At the 59th American Society of Hematology (ASH) Meeting and Exposition, Rare Disease Report caught up with Ruben Mesa, M.D., Director of the University of Texas Health Cancer Center.
In this video, he discusses the common problem of anemia that can come with myeloproliferative neoplasm (MPN)-associated myelofibrosis, how some of the medications administered can induce it, and the data pertaining to it that was presented at ASH.
Mesa: Anemia with MPN-associated myelofibrosis is a common problem, and really, anemia occurs for a range of reasons in myelofibrosis. The first is the marrow dysfunction; the marrow has the fibrosis and it’s just not producing enough cells. Two, the spleen could be significantly enlarged, and it can be holding onto too many cells, or it can be destroying them prematurely. And three, the medications that we use can induce more anemia. So, ruxolitinib, as a JAK inhibitor, is a very helpful therapy but the creation of red cells is dependent on JAK 2. So when we inhibit JAK 2, it’s a predictable outcome that we develop anemia. So anemia has several contributors, if you would.
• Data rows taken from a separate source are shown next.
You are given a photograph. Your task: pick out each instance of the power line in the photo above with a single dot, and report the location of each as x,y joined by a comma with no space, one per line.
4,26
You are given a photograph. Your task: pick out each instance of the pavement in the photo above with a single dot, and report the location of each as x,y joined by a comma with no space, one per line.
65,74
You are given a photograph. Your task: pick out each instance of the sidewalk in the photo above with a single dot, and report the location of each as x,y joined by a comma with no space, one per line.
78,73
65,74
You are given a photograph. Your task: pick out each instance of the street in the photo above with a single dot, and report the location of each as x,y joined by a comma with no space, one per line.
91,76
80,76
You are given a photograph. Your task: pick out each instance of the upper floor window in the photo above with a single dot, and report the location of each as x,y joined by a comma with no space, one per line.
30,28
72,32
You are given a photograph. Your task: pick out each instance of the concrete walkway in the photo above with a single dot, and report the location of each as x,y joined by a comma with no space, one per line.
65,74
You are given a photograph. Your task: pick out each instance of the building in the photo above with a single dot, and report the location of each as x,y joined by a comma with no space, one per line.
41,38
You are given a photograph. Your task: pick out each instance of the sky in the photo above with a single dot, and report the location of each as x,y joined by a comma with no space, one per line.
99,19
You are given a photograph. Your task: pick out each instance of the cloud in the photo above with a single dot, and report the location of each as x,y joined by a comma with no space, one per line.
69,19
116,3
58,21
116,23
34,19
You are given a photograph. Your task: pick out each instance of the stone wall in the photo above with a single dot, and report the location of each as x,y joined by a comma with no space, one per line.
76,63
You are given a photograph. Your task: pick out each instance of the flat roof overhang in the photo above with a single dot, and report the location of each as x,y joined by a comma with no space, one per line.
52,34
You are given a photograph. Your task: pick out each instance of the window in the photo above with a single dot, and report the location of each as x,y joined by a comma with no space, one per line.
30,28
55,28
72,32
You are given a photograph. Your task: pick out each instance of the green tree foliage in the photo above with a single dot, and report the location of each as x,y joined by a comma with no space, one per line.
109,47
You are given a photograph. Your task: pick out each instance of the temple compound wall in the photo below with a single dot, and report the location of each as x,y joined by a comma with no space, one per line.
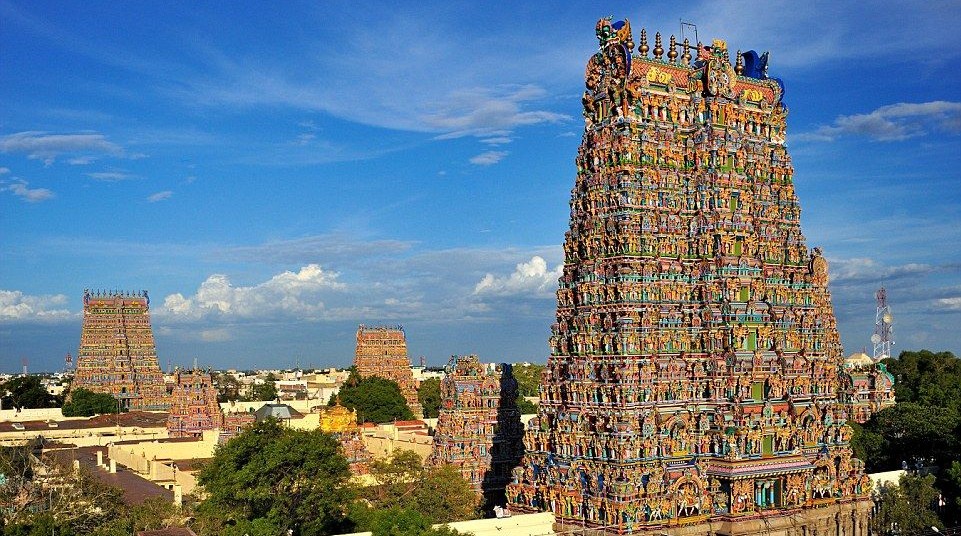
695,369
193,405
382,351
117,352
479,427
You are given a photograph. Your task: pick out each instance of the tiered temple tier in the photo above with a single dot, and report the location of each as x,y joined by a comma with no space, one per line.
382,351
695,361
193,405
479,429
117,353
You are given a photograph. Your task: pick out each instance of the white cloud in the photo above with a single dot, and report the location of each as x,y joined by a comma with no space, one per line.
110,176
530,278
862,270
488,113
16,306
159,196
950,304
488,158
47,147
287,294
20,189
893,122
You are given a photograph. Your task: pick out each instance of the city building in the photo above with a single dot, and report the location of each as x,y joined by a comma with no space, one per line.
117,353
193,404
382,351
479,427
693,383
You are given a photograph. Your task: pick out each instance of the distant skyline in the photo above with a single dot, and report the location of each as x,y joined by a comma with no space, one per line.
276,175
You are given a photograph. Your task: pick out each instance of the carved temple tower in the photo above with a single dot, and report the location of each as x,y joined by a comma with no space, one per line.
193,405
117,352
382,351
693,382
479,427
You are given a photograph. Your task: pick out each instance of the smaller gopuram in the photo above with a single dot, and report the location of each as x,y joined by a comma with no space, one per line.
868,387
193,405
342,423
479,427
117,352
382,351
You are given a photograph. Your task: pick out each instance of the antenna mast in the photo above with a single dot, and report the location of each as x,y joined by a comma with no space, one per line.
883,337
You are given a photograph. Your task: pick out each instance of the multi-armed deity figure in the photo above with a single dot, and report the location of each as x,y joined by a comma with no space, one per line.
695,363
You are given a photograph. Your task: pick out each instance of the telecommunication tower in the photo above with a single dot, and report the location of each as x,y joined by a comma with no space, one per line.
883,337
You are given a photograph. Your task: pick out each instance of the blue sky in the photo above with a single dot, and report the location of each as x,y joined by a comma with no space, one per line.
275,174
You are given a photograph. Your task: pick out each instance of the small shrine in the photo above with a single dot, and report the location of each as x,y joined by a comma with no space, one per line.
342,423
479,428
382,351
193,405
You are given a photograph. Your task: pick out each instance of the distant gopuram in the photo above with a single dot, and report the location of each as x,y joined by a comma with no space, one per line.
117,352
382,351
695,365
193,405
479,427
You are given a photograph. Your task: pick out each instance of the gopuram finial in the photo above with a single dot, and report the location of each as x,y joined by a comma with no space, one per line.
686,57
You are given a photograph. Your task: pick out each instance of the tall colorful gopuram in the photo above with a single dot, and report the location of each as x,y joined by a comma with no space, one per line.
193,405
479,427
382,351
117,352
693,382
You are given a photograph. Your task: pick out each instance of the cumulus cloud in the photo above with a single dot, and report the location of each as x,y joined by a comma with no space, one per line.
862,270
893,122
488,113
15,306
291,294
950,304
21,189
159,196
488,158
532,278
47,147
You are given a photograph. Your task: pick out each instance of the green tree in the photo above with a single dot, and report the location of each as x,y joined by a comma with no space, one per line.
26,392
440,494
272,478
429,397
376,399
908,432
927,378
266,391
84,403
907,507
528,377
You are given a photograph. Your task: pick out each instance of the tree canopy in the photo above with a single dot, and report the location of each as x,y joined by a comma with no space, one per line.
26,392
84,403
440,494
528,377
376,399
429,397
271,479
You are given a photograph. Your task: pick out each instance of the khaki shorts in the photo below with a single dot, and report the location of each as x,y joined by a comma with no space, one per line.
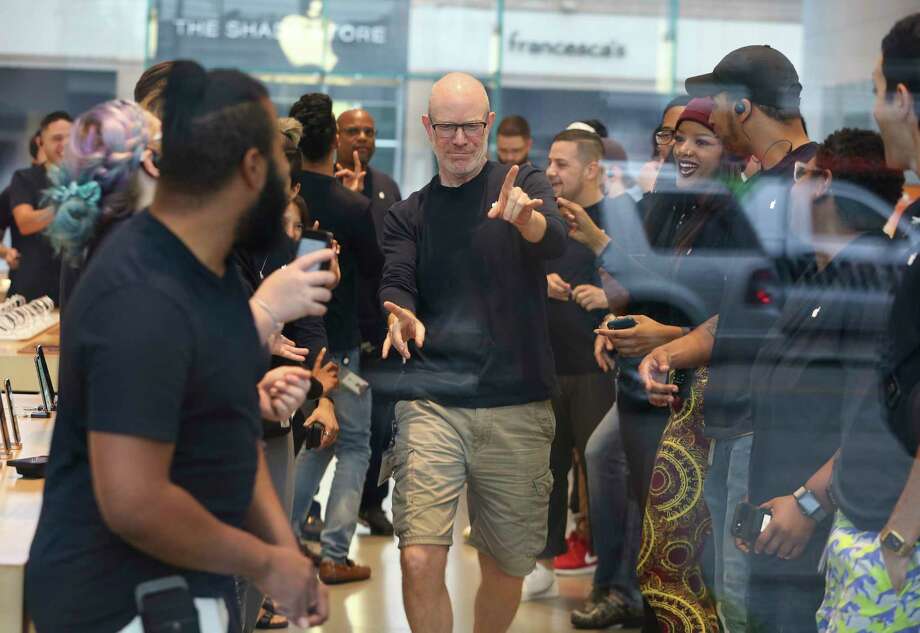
502,456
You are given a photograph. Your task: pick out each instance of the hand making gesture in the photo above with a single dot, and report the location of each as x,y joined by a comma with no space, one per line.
352,179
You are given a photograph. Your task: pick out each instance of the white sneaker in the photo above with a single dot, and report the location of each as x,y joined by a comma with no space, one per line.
540,584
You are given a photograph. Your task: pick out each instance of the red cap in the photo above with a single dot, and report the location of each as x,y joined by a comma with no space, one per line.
698,111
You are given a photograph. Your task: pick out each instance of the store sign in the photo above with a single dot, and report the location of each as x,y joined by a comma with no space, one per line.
361,36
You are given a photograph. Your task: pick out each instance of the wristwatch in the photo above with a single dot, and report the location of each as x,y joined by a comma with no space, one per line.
893,541
809,504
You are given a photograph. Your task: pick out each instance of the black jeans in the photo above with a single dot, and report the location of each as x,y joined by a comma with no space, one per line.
580,406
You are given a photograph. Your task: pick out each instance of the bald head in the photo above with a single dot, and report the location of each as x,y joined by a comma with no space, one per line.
457,91
357,133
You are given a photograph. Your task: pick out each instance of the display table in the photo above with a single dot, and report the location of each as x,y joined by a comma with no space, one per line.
20,505
17,360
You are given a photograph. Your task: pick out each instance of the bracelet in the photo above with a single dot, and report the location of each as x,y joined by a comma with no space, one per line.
277,325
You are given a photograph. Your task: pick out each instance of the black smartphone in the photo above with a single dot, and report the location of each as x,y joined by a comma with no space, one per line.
749,521
52,394
314,436
623,323
8,388
312,241
166,606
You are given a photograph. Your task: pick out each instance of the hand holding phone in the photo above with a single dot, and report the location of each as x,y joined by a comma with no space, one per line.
314,240
749,521
622,323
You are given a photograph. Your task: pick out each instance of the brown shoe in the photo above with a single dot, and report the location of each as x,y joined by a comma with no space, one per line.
333,573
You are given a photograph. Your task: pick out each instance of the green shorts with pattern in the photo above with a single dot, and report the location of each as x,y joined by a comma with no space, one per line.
859,597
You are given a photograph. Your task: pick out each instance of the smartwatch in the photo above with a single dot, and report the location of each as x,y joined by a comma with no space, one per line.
894,542
809,504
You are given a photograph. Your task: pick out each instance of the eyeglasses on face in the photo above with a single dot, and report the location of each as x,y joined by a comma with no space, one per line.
472,129
803,171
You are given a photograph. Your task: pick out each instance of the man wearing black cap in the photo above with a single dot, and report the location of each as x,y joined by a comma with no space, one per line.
757,94
756,90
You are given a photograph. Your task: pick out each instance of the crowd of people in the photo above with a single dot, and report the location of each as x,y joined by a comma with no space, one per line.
711,361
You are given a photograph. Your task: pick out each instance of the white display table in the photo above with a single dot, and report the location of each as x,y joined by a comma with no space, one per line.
20,504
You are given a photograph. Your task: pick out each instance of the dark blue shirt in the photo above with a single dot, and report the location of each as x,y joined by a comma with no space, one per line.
155,346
Patients with myelofibrosis similarly have baseline anemia, they may have associated with it enzymes, as well as they certainly can have drug-associated anemia when they take a new therapy. So, all of those are contributors when we assess anemia in myelofibrosis. So in terms of anemia here, there’s many different levels of data being presented. Everything from the data from my group looking at the impact of contribution of blood counts on the symptoms and how anemia can worsen those symptoms, new agents that are in development, so terosept was presented the novel therapy for myelofibrosis, showing activity in those groups of patients. On that basis, the very similar agent, luspatercept is going to be tested in a clinical trial. So, a lot of different things that are being evaluated, both in terms of new therapies and a better understanding of the anemia, as well as other agents that continue to be in development, but are not directly necessarily being presented here at ASH, but are looming large. Fedratinib, another JAK 2 inhibitor that recently has come off clinical hold, that may have some benefit in anemia and a 018 that has some activity in anemia. We presented at ASCO early this year momelotinib, that has activity in anemia with myelofibrosis. So, a variety of different things out there, but again remains probably one of the greatest unmet needs.